Schools, hospitals unite in New Milford to add health care jobs

NEW MILFORD — A team of health and education professionals and city staff are working in New Milford to promote health care as a viable career and recruit young people into the workforce.

The group, which includes the New Milford School Board, Nuvance Health and Western Connecticut State University, aims to target students and their parents to convince young people to enter the field. The goal is to add more jobs in the medical field, from certified nursing assistants to physicians, specialists and other health professionals.

The team formed after Mayor Pete Bass said the city hired Dale Krupp, owner of Community Resource Management LLC, in Hamden, as a facilitator to “bring all parties together when it comes to creating an expanded health cluster in New Milford.”

At the Dec. 12 New Milford City Council meeting, Krupp spoke about the health cluster initiative, saying the first part, which began a year ago, involved conducting research in health sciences, biotech and STEM-related fields. areas. In addition to showing the biggest growth areas in the health sciences are in health care, Krupp said the study shows all the earning opportunities in the health care professions.

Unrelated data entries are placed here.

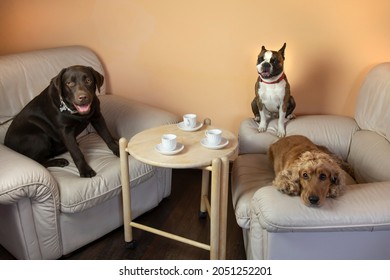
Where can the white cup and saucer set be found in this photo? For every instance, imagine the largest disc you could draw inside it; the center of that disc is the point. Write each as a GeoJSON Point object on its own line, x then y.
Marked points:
{"type": "Point", "coordinates": [190, 123]}
{"type": "Point", "coordinates": [214, 139]}
{"type": "Point", "coordinates": [169, 145]}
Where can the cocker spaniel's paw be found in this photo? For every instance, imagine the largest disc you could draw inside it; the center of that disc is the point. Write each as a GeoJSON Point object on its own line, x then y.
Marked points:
{"type": "Point", "coordinates": [286, 184]}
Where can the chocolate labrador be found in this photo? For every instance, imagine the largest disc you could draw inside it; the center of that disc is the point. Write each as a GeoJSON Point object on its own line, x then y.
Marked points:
{"type": "Point", "coordinates": [48, 125]}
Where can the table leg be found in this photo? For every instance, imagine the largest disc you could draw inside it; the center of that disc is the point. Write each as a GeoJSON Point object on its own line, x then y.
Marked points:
{"type": "Point", "coordinates": [204, 193]}
{"type": "Point", "coordinates": [223, 207]}
{"type": "Point", "coordinates": [215, 208]}
{"type": "Point", "coordinates": [126, 197]}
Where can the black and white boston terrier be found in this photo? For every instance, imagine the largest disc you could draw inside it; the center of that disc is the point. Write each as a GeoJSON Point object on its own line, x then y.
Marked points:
{"type": "Point", "coordinates": [272, 90]}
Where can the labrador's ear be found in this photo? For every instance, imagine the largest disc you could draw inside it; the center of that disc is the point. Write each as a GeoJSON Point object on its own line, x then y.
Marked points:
{"type": "Point", "coordinates": [99, 79]}
{"type": "Point", "coordinates": [57, 81]}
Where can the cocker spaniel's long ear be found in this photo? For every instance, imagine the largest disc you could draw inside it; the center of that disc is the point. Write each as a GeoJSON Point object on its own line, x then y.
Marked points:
{"type": "Point", "coordinates": [337, 183]}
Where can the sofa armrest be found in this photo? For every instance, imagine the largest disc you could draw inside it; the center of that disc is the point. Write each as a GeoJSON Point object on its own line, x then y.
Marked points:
{"type": "Point", "coordinates": [21, 177]}
{"type": "Point", "coordinates": [362, 207]}
{"type": "Point", "coordinates": [126, 117]}
{"type": "Point", "coordinates": [29, 203]}
{"type": "Point", "coordinates": [334, 132]}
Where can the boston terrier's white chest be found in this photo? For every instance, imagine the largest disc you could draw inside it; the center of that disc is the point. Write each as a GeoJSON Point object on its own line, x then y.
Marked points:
{"type": "Point", "coordinates": [272, 95]}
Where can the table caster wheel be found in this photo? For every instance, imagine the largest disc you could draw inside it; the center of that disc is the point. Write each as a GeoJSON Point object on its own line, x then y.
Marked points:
{"type": "Point", "coordinates": [131, 245]}
{"type": "Point", "coordinates": [202, 215]}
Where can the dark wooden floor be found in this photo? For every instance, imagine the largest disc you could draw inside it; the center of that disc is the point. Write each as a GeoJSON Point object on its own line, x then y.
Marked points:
{"type": "Point", "coordinates": [177, 214]}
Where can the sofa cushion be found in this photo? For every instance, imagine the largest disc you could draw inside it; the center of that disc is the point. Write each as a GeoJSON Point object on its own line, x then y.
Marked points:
{"type": "Point", "coordinates": [250, 172]}
{"type": "Point", "coordinates": [372, 109]}
{"type": "Point", "coordinates": [78, 194]}
{"type": "Point", "coordinates": [370, 157]}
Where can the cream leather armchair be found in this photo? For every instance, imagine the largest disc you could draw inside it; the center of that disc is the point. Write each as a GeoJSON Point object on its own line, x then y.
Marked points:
{"type": "Point", "coordinates": [47, 213]}
{"type": "Point", "coordinates": [356, 225]}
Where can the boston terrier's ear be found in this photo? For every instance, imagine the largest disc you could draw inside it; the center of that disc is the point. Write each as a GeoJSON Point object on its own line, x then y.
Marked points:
{"type": "Point", "coordinates": [281, 51]}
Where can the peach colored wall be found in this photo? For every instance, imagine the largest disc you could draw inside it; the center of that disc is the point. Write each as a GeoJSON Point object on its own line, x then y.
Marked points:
{"type": "Point", "coordinates": [199, 56]}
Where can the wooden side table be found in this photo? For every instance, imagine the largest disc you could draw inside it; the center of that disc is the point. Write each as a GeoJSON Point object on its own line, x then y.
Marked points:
{"type": "Point", "coordinates": [194, 155]}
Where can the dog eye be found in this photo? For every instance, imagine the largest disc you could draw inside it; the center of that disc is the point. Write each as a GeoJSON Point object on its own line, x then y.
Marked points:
{"type": "Point", "coordinates": [322, 177]}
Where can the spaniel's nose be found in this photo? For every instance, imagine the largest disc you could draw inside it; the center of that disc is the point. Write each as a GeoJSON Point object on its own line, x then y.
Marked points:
{"type": "Point", "coordinates": [314, 199]}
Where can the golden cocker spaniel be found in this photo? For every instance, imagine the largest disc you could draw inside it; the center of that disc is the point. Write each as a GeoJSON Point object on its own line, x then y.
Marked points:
{"type": "Point", "coordinates": [305, 169]}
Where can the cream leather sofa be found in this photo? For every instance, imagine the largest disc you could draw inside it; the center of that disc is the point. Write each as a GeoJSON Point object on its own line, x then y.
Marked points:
{"type": "Point", "coordinates": [356, 225]}
{"type": "Point", "coordinates": [47, 213]}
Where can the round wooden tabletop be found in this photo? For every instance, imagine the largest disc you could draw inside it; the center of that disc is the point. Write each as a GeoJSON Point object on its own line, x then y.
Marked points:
{"type": "Point", "coordinates": [143, 146]}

The next part of the initiative, Krupp said, is to form a cluster of health care professionals. In 2022, he said, a group was formed that included professionals from Nuvance Health, regional rehabilitation centers, the New Milford Board of Education, Western Connecticut State University in Danbury and Naugatuck Valley Community College, which has campuses in Danbury and Waterbury. Nuvance Health operates seven hospitals in New York and Connecticut, including New Milford Hospital.

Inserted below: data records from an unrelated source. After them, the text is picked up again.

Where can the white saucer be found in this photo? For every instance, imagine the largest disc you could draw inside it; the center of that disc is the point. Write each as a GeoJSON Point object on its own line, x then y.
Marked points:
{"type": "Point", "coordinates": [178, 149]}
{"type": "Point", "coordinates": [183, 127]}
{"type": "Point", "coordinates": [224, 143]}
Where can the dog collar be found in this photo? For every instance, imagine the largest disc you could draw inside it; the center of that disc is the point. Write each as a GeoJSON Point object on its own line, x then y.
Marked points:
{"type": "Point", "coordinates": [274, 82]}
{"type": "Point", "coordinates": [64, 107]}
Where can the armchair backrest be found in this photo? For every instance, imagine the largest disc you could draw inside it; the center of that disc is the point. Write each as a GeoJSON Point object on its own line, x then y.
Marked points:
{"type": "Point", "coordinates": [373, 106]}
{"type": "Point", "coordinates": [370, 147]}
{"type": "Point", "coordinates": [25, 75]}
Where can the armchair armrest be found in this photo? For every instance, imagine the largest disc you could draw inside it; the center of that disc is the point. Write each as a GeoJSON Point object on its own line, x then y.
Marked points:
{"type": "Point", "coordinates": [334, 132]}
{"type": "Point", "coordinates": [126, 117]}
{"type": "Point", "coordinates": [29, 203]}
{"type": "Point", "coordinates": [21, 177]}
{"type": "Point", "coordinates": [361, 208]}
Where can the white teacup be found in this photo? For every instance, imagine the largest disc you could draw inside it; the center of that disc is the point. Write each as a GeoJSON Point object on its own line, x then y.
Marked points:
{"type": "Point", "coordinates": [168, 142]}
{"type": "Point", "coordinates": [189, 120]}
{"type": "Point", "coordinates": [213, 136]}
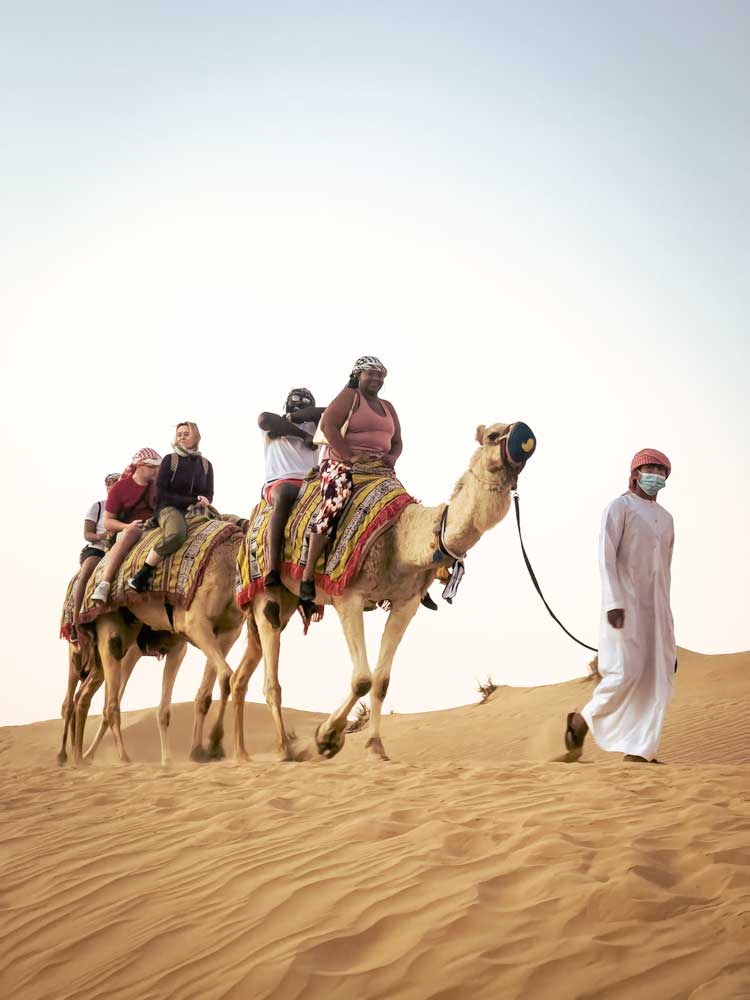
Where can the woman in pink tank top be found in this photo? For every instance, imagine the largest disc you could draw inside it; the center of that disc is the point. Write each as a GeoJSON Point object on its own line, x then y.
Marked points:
{"type": "Point", "coordinates": [372, 431]}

Over the course of the year, Krupp said the cluster held many meetings “to get to know each other and figure out a way to bring young people to their places to get training and promote health care as a good profit, a good way to make a living.” “

Cluster members came up with a series of recommendations to promote health care as a vocation. Recommendations include creating trained youth and adult workers in various areas of health care; engaging high school parents to help them understand what opportunities exist to promote health care as a career for their children; and connecting health professionals with local parents to create an outreach and student placement plan.

Among other issues discussed at the cluster meetings, most of the members felt the city needed an advocate “with boots on the ground” at City Hall, Krupp said.

He said he asked the group how the city could pay for a health advocate since it is rare for any city to have a paid employee.

“What it came down to was working hard with Pete and I and the Regional Workforce Board to find a way to have someone here,” Krupp said.

He added that the board is committed to having someone work personally with the city through City Hall, boards and commissions and local parents to promote health care as a viable workforce option for young people.

“In the end, it was really a collaborative process to get all these people talking together,” Krupp said.

Krupp’s own task of forming the group is complete, but the cluster will remain in place.

“I think they’re going to stay strong together, and I know the mayor has been on all the calls, heard all the good ideas and good feelings about wanting to work together,” he said.

Bass said that once he receives the draft of the final plan from Krupp, he plans to send it to the City Council and post the plan on the city’s website.

“It sounds like there’s good organization and the key is going to be executing those actions from here,” said council member Chris Cosgrove.